As the title indicates, Anne Hébert’s poem talks about a woman who's bathing. Using vivid imagery, Hébert creates an idyllic scene of a woman in a sea. She details the shifting colors. In the first stanza, the sun moves from red to yellow to white to blue. In the second stanza, she describes the colors of the sea itself. Similar to the sun, the sea is not restricted to one color. The sea is blue, green, red, and then, finally, a combination of blue and green.
The second stanza also delves into the speaker’s actions. The speaker appears to fully immerse herself into the sea. “Deep swell I go down,” says the speaker. It’s possible that the deep union between the woman and the sea relates to notions that women can have a particularly profound relationship with nature.

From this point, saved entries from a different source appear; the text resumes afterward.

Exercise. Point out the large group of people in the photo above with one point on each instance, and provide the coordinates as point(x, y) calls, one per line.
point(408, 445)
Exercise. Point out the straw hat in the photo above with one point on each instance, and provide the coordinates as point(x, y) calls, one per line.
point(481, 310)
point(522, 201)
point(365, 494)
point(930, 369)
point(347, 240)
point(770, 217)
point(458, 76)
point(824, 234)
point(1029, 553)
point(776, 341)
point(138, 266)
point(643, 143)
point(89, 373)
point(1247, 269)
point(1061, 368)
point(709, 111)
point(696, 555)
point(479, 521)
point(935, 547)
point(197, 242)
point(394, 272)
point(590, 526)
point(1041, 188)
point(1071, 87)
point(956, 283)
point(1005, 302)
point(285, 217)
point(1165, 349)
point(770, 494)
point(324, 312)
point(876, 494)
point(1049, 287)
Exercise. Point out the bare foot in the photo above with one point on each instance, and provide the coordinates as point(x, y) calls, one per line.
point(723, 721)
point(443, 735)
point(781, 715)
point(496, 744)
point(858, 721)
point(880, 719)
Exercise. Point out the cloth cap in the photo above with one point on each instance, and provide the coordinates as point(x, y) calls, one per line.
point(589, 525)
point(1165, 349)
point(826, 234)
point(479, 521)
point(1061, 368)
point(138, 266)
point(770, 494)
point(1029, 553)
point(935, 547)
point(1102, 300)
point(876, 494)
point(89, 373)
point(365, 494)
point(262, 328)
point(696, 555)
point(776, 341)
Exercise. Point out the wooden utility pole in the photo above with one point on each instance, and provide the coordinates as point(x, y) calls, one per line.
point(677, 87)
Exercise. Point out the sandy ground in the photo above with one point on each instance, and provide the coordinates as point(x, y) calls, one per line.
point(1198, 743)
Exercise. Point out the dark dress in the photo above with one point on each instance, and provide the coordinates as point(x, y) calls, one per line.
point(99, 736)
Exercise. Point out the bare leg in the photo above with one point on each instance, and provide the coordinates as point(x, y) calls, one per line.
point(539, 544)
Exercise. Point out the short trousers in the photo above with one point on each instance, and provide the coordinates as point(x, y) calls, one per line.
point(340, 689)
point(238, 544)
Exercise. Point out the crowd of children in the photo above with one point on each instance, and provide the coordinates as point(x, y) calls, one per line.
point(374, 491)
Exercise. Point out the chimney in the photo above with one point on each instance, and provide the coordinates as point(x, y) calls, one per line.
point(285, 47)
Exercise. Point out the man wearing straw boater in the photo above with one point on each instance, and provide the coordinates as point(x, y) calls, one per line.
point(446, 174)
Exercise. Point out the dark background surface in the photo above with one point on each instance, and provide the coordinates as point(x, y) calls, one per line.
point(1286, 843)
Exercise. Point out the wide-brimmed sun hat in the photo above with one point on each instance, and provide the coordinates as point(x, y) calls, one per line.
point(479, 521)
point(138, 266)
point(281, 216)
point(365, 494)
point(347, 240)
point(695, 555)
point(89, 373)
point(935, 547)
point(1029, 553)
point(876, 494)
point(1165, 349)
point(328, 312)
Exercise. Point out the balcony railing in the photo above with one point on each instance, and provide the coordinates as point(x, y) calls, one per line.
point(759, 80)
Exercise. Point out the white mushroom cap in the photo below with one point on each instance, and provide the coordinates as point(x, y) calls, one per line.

Moving on to the third stanza, things might get a tad confusing. The speaker comes back to the surface. Hébert then switches to an image of silver fish on their back and belly. Although, perhaps the silver fish are on the woman’s back or belly, which would further the idea that this woman is becoming one with nature.
In the final stanza, it appears as if the speaker has captured eel nets and the sun. This suggests that the speaker is not simply passively bathing in the sea but is actively acquiring items for herself.
When talking about Hébert’s poem, it could prove beneficial to talk about it in context with other prominent works that feature the theme of women bathing or women in water. These might include Rembrandt’s painting A Woman Bathing in a Stream, Mary Cassatt’s painting Woman Bathing, or Kate Chopin’s novel The Awakening.